A crônica é um gênero textual que traz a informalidade da conversa entre amigos, explora o inusitado do cotidiano e requer uma linguagem sóbria. O número de amigos mencionados pelo autor no índice onomástico é grande. Fato este que revela o apreço pelas amizades construídas ao longo da vida dedicada à justiça.
Já tive oportunidades de ouvi-lo. Um dia, após uma solenidade na Academia Petropolitana de Educação, da qual somos membros, paramos em frente da Casa de Cláudio de Souza. Éramos quatro acadêmicos que esticávamos a prosa na calçada da Casa, quando se aproximou um senhor, entre 40 a 50 anos. O cheiro de bebida alcoólica chegou primeiro. Ao perceber o estado do referido senhor, o desembargador Izaías, com sua voz mansa, falou: – ouve essa…
O senhor franziu a testa, inclinou o tronco para a frente, aguçou o ouvido e manteve um semblante sério. À medida que o desembargador falava, o sorriso do senhor se soltava. Ao final da história, sorrimos do caso narrado. Pelo adiantado da hora, despedimo-nos com a certeza de ter vivido uma noite agradável.

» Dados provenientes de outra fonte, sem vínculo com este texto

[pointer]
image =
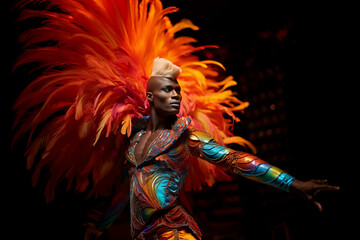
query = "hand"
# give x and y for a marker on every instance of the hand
(309, 189)
(92, 233)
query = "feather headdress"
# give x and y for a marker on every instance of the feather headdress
(96, 57)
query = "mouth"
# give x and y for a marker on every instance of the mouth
(175, 104)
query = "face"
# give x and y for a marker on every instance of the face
(164, 95)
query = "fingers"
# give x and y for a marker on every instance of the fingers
(314, 202)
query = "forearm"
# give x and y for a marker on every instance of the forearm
(240, 163)
(251, 167)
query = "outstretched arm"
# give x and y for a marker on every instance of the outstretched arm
(251, 167)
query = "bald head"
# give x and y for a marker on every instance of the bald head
(164, 95)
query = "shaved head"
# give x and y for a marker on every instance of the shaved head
(164, 95)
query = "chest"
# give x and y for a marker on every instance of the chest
(162, 147)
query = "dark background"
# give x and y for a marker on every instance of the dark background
(295, 65)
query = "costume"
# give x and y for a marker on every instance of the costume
(87, 110)
(157, 180)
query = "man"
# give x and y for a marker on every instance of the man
(159, 158)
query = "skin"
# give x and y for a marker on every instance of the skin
(164, 96)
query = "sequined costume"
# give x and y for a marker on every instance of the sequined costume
(157, 180)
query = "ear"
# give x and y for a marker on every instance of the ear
(149, 97)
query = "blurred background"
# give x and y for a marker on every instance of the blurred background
(293, 64)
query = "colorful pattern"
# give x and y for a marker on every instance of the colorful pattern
(240, 163)
(94, 59)
(156, 182)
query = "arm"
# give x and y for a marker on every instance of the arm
(251, 167)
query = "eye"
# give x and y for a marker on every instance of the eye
(167, 89)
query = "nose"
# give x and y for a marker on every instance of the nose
(175, 95)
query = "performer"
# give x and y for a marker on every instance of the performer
(108, 118)
(159, 158)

O desembargador e outro amigo acadêmico foram para a rua Roberto Silveira, o senhor, com um ar de satisfação, foi no sentido do Relógio das Flores. Eu e outro acadêmico seguimos em direção à rua Nelson de Sá Earp.

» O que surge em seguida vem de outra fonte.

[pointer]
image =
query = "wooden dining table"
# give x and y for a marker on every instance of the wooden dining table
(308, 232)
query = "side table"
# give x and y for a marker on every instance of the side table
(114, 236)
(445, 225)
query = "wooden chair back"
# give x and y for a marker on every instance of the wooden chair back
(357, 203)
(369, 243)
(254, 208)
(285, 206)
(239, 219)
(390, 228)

Ilustre desembargador, desculpe, não me lembro do caso que contaste. Observava a mudança no semblante daquele senhor. Mas não esquecerei a lição de humildade e gentileza que nos proporcionaste. Escrevo este texto como um agradecimento pelo livro que me enviaste. Certifiquei-me, ao lê-lo, de que é preciso manter a ternura como a flor que rompe o asfalto como descrevera Drummond em “A Flor e a Náusea”. – Obrigado!